Lithium-induced reduction in urinary concentrating ability and urinary aquaporin 2 (AQP2) excretion in healthy volunteers.

ABSTRACT

BACKGROUND: Lithium therapy is associated with the development of nephrogenic diabetes inspidus. Experimentally, lithium inhibits arginine vasopressin (AVP)-stimulated translocation of cytoplasmic aquaporin 2 (AQP2) to the apical membrane. Clinically, the actions of lithium on renal tubular function are less clearly established. This study examined the effects of four weeks of lithium therapy on desmopressin (dDAVP)-stimulated urinary concentrating ability in healthy volunteers.

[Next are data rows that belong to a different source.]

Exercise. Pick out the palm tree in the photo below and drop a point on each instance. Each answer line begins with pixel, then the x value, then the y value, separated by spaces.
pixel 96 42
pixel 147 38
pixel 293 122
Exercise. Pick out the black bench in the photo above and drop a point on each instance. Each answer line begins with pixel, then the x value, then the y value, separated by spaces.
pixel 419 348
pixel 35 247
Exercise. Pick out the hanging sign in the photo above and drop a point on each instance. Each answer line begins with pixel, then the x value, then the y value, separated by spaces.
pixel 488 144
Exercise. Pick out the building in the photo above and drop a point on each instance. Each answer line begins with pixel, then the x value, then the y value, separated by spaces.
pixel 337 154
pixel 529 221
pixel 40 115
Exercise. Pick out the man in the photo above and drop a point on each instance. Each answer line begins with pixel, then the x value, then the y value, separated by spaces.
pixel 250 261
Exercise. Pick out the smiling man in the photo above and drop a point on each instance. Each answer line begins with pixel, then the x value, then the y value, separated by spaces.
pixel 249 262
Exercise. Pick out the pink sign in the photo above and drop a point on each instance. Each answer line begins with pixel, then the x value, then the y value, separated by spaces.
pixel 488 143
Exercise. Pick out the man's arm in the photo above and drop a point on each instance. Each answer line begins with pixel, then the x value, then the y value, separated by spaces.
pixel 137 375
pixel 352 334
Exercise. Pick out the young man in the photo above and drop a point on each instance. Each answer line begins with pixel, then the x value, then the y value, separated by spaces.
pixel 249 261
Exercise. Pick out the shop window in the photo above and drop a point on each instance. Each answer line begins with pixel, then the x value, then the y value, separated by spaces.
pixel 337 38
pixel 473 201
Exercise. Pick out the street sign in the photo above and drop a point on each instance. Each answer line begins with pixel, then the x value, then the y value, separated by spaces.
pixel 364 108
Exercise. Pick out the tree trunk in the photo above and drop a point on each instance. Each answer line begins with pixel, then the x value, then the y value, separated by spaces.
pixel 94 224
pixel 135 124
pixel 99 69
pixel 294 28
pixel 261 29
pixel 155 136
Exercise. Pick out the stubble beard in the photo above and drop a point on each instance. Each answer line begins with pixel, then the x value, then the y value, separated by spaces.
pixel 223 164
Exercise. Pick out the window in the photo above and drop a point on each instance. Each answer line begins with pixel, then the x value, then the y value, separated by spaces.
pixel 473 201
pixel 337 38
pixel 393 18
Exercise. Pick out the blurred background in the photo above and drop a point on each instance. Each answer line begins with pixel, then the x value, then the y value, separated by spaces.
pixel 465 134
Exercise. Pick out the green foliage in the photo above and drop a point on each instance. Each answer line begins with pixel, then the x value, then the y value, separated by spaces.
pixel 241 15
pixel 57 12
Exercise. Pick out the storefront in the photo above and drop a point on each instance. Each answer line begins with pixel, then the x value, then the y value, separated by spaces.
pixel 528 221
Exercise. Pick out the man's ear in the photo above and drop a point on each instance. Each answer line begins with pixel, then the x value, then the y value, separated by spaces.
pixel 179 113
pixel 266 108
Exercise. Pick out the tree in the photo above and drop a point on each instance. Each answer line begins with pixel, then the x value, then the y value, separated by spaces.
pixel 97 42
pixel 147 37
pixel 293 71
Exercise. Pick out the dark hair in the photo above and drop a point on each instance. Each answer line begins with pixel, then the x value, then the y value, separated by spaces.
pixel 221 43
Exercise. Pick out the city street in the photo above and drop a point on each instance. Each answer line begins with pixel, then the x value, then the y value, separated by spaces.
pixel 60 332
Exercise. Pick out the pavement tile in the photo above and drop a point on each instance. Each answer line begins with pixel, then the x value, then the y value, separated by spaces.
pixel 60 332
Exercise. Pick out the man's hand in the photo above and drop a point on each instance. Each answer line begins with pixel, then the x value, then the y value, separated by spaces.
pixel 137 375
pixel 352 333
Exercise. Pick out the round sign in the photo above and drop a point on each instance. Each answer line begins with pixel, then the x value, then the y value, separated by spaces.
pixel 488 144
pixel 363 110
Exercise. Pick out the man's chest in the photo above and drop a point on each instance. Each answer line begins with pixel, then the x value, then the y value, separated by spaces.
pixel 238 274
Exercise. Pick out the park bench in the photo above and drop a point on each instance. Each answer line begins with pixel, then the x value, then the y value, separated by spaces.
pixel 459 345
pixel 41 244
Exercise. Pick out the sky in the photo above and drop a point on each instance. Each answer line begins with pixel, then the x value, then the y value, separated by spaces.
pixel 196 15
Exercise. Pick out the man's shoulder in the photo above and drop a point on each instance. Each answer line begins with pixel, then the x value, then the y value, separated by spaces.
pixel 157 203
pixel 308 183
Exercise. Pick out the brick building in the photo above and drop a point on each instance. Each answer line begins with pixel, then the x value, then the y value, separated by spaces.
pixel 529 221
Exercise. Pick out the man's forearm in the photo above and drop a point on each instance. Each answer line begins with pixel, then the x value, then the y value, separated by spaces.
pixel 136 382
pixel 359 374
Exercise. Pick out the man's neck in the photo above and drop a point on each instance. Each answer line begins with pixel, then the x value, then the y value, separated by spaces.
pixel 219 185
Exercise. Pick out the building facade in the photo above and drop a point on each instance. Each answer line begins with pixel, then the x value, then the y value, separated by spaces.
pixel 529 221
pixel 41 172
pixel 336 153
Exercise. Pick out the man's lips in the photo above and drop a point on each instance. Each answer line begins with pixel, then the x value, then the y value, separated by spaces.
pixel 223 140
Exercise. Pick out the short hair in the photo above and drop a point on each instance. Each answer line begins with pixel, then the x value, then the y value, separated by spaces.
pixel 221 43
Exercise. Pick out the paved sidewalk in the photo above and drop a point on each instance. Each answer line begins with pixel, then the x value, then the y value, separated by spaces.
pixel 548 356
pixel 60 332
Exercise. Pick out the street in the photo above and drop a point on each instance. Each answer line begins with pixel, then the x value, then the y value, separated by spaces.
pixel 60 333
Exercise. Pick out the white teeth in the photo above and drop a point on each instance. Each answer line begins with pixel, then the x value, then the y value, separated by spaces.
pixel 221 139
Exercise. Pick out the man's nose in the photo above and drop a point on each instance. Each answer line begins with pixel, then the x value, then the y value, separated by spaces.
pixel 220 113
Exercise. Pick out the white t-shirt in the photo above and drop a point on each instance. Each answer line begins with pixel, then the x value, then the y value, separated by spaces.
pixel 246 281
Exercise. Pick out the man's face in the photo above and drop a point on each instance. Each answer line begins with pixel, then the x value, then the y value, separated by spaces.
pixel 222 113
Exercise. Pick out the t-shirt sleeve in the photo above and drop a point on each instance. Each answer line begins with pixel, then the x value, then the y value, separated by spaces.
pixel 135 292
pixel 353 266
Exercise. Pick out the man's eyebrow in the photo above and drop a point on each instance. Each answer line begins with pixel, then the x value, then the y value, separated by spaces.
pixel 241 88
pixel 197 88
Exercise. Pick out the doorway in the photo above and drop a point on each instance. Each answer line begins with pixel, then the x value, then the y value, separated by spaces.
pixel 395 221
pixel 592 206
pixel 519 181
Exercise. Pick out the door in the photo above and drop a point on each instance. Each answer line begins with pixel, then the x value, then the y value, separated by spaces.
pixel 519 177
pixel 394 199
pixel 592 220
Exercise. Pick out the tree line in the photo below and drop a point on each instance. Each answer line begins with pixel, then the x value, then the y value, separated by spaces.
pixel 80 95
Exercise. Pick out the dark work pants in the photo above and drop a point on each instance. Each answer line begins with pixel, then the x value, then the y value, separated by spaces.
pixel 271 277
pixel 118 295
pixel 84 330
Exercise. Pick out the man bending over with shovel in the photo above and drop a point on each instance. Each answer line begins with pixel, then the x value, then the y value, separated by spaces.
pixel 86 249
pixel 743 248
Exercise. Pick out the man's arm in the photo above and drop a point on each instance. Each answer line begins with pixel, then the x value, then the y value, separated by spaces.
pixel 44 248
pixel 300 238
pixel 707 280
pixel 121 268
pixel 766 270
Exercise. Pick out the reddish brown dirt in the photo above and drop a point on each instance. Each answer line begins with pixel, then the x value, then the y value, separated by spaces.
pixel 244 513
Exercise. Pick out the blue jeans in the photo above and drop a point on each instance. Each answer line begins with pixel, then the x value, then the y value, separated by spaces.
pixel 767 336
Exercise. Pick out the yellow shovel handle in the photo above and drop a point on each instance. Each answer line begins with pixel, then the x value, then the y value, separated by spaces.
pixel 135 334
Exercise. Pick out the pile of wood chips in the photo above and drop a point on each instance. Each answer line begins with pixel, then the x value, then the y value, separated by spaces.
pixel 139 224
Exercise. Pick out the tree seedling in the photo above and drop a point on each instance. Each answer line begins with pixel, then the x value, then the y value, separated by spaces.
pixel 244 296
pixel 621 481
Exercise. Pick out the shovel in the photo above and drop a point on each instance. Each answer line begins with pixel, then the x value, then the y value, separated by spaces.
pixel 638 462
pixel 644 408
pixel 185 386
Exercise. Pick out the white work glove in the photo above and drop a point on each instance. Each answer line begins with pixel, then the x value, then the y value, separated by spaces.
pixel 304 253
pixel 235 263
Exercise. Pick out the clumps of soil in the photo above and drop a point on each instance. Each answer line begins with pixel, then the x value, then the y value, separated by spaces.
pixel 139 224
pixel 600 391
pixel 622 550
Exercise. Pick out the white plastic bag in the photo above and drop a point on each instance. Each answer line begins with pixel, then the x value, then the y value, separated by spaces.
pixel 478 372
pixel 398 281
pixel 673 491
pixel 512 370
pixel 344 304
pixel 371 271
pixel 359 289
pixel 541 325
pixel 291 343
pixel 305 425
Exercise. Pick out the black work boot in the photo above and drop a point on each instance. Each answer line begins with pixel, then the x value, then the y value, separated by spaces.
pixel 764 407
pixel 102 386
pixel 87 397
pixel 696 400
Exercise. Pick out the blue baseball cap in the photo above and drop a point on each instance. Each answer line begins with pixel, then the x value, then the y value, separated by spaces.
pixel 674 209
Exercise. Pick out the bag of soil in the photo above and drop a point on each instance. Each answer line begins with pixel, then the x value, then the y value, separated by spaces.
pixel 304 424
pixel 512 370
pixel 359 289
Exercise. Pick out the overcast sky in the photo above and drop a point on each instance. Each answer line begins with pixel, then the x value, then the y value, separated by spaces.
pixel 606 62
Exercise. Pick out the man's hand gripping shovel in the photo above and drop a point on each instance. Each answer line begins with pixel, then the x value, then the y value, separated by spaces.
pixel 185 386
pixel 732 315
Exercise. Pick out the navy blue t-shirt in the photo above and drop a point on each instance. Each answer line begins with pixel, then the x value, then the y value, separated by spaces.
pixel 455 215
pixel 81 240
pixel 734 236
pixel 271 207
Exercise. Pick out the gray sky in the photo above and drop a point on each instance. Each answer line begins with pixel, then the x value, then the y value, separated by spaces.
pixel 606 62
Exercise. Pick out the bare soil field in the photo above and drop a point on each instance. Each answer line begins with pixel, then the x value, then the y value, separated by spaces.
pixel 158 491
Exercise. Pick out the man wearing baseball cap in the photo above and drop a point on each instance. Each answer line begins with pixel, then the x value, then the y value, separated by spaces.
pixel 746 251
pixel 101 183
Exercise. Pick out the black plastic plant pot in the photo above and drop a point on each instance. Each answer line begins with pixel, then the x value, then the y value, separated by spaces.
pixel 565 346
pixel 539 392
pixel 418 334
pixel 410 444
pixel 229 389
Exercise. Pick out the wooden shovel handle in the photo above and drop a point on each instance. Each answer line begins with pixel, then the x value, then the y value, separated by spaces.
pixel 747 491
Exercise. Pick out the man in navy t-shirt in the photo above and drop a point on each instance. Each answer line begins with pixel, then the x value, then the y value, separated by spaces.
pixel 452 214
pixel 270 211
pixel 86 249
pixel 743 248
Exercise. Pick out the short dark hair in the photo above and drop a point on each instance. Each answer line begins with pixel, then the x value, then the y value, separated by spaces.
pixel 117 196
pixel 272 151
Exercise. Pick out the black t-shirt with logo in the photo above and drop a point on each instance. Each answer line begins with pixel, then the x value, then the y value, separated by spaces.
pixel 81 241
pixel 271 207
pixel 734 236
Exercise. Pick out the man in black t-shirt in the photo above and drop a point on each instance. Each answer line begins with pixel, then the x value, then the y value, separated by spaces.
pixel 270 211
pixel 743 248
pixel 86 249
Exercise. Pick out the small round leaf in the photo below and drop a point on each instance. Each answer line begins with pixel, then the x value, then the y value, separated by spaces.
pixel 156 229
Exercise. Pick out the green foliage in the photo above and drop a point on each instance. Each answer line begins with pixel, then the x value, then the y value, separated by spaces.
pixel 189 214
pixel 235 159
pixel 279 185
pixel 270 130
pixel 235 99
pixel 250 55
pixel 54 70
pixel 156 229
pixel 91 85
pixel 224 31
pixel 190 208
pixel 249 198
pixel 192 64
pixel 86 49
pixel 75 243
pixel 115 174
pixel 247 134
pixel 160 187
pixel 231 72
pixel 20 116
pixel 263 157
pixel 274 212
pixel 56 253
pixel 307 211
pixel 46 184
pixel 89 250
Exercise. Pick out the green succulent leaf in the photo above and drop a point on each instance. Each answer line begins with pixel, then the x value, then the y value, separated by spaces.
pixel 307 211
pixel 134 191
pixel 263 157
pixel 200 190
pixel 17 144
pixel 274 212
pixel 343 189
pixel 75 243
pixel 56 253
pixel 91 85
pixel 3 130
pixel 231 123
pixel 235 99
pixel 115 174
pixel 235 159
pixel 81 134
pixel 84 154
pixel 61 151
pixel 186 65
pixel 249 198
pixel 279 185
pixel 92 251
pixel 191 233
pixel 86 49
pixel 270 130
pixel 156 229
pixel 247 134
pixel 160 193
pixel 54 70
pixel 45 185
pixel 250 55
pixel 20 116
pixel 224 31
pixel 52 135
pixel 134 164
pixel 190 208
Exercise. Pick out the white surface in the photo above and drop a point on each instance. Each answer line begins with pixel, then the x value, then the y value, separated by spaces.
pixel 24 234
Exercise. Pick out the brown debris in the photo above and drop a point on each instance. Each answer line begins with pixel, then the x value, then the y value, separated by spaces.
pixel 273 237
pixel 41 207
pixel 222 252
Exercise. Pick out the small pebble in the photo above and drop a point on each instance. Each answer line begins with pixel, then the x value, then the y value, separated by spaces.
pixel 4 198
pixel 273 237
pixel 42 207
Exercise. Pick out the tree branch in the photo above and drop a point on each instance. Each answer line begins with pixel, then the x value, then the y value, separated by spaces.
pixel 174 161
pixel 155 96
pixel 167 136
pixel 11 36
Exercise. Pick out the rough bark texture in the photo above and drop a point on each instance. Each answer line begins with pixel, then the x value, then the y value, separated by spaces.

METHODS: Eleven healthy volunteers underwent baseline urinary concentrating ability studies which were repeated following 4 weeks therapy with lithium carbonate (250 mg twice a day). Urinary osmolality, urinary AQP2 and cyclic adenosine monophosphate (cAMP) levels were measured following overnight fluid deprivation and after the administration of 40 microg of dDAVP. Baseline values were compared with results after 4 weeks of lithium therapy. RESULTS: Four weeks of lithium therapy reduced dDAVP-stimulated urinary concentrating ability (996 +/- 27 to 945 +/- 26 mOsm/kg) (P < 0.05) and this was associated with significant reduction in urinary AQP2 excretion (99.2 +/- 10.0 to 77.8 +/- 7.4 fmol/micromol creatinine) (P < 0.05) and urinary cAMP excretion (3188 +/- 376 to 2212 +/- 378 units) (P < 0.01). CONCLUSION: Four weeks of lithium therapy in healthy volunteers produced a small but significant reduction in dDAVP-stimulated urinary concentrating ability, which appears to be mediated by the inhibition of AVP-stimulated translocation of cytoplasmic AQP2 to the collecting tubule apical membrane via inhibition of adenyl cyclase.